Hi,
If I understand it correctly, the HE Hosts try to ping (or SSH, or
otherwise reach) the Engine host. If it reaches it, then it passes the
liveness check. If it cannot reach it, then it fails. So to me this error
means that there is some configuration, somewhere, that is trying to reach
the engine on the old address (which fails when the engine has the new
address).
I do not know where in the *host* configuration this data lives, so I
cannot suggest where you need to change it.
Can 10.16.248.x reach 10.8.236.x and vice-versa?
Maybe multi-home the engine on both networks for now until you figure it out?
-derek
On Tue, July 23, 2019 9:13 am, carl langlois wrote:
Hi,
We have managed to stabilize the DNS udpate in out network. Now the
current
situation is.
I have 3 hosts that can run the engine (hosted-engine).
They were all in the 10.8.236.x. Now i have moved one of them in the
10.16.248.x.
If i boot the engine on one of the host that is in the 10.8.236.x the
engine is going up with status "good". I can access the engine UI. I can
see all my hosts even the one in the 10.16.248.x network.
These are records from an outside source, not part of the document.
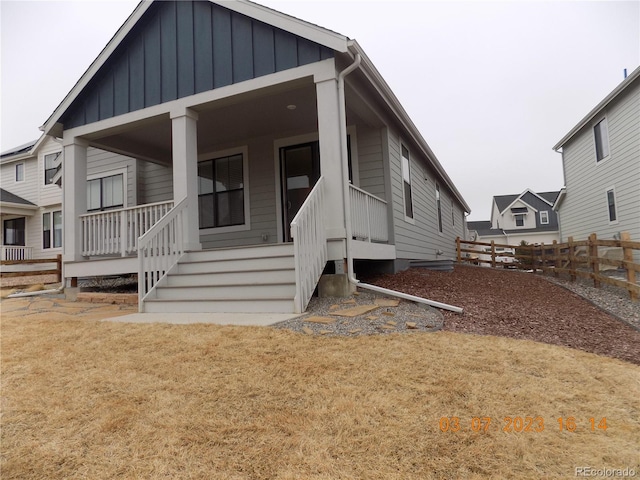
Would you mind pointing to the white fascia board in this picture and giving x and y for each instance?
(294, 25)
(122, 32)
(598, 108)
(402, 116)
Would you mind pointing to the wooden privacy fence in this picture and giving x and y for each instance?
(26, 272)
(582, 258)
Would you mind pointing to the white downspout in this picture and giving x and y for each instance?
(347, 201)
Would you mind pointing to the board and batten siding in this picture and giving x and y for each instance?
(421, 239)
(584, 209)
(183, 48)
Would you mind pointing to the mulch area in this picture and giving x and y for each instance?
(518, 305)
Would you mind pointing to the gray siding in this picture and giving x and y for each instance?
(584, 209)
(421, 239)
(180, 48)
(155, 182)
(370, 161)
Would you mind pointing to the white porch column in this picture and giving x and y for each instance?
(330, 161)
(185, 170)
(74, 197)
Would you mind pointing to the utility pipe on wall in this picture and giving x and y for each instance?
(347, 200)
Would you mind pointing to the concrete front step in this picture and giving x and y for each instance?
(236, 264)
(257, 251)
(272, 305)
(249, 277)
(229, 292)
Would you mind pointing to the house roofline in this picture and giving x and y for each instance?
(598, 108)
(294, 25)
(376, 79)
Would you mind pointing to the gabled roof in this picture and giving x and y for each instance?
(626, 83)
(8, 197)
(504, 202)
(483, 228)
(306, 30)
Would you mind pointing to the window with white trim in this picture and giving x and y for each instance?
(50, 167)
(611, 205)
(601, 138)
(52, 229)
(439, 207)
(105, 193)
(221, 192)
(406, 183)
(19, 172)
(544, 217)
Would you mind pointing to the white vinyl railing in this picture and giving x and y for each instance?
(159, 249)
(116, 232)
(368, 216)
(309, 245)
(12, 252)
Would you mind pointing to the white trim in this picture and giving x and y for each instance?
(244, 151)
(615, 204)
(411, 220)
(111, 173)
(279, 143)
(598, 121)
(15, 172)
(546, 212)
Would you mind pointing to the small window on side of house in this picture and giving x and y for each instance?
(406, 183)
(601, 138)
(544, 217)
(19, 172)
(611, 205)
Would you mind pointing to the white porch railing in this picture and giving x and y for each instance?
(159, 249)
(309, 245)
(116, 232)
(368, 216)
(12, 252)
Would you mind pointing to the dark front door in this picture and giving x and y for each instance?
(300, 170)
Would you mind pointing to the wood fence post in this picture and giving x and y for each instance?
(493, 254)
(593, 259)
(627, 255)
(572, 263)
(59, 268)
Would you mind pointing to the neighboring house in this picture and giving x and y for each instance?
(528, 216)
(31, 197)
(247, 119)
(31, 204)
(601, 164)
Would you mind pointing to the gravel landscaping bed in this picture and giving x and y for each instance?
(339, 316)
(528, 306)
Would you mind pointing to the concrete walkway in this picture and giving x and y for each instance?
(55, 307)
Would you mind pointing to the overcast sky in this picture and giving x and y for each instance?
(492, 86)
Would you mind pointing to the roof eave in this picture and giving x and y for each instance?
(598, 108)
(392, 101)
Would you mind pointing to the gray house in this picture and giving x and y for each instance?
(601, 164)
(275, 153)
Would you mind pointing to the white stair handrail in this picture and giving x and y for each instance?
(309, 245)
(159, 250)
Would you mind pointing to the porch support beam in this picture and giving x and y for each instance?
(74, 198)
(184, 124)
(330, 161)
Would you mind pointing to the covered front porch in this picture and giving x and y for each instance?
(233, 167)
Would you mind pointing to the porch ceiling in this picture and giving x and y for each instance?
(221, 124)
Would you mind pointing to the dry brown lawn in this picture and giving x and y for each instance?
(89, 399)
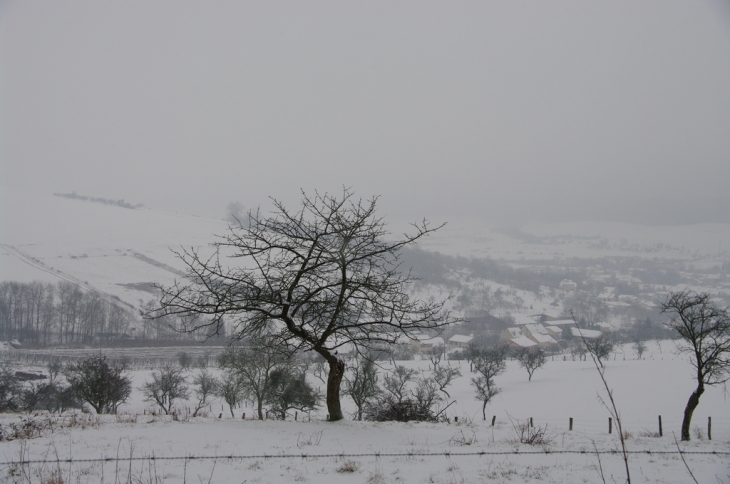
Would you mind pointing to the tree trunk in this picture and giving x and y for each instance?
(334, 379)
(692, 403)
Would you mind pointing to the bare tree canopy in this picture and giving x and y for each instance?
(706, 330)
(314, 279)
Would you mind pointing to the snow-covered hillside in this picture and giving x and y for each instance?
(657, 385)
(119, 251)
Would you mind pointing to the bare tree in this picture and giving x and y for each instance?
(639, 346)
(362, 384)
(97, 383)
(315, 279)
(230, 390)
(706, 331)
(435, 354)
(206, 385)
(167, 385)
(531, 359)
(396, 382)
(600, 347)
(290, 390)
(253, 366)
(488, 364)
(443, 376)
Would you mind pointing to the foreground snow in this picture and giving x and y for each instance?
(468, 451)
(347, 451)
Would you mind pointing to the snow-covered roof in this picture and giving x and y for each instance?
(523, 341)
(460, 338)
(535, 328)
(586, 333)
(437, 341)
(543, 338)
(557, 322)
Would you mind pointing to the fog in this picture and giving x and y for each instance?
(509, 111)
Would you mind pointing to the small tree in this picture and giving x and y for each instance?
(435, 354)
(206, 385)
(252, 366)
(167, 385)
(10, 389)
(488, 364)
(396, 382)
(97, 383)
(705, 330)
(639, 346)
(531, 359)
(600, 347)
(290, 390)
(362, 384)
(328, 274)
(230, 389)
(443, 376)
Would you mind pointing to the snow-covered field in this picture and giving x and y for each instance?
(313, 450)
(113, 250)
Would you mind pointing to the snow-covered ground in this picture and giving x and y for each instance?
(326, 452)
(116, 250)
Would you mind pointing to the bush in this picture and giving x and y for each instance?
(389, 409)
(97, 383)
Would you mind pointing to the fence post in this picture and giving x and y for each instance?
(709, 428)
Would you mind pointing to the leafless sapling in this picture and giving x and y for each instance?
(99, 384)
(168, 384)
(488, 363)
(531, 359)
(362, 383)
(705, 329)
(206, 385)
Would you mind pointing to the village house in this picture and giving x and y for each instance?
(585, 333)
(424, 342)
(460, 341)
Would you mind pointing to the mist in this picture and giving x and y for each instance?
(511, 111)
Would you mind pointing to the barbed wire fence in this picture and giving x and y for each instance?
(376, 455)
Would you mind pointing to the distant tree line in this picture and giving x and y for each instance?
(105, 201)
(45, 313)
But if i boot the engine on the hosted-engine host that was switch to the
10.16.248.x the engine is booting. I can ssh to it but the status is
always
" fail for liveliness check".
The main difference is that when i boot on the host that is in the
10.16.248.x network the engine gets a address in the 248.x network.
On the engine i have this in the
/var/log/ovirt-engine-dwh/ovirt-engine-dwhd.log
019-07-23
09:05:30|MFzehi|YYTDiS|jTq2w8|OVIRT_ENGINE_DWH|SampleTimeKeepingJob|Default|5|tWarn|tWarn_1|Can
not sample data, oVirt Engine is not updating the statistics. Please check
your oVirt Engine status.|9704
the engine.log seems okey.
So i need to understand what this " liveliness check" do(or try to do) so
i
can investigate why the engine status is not becoming good.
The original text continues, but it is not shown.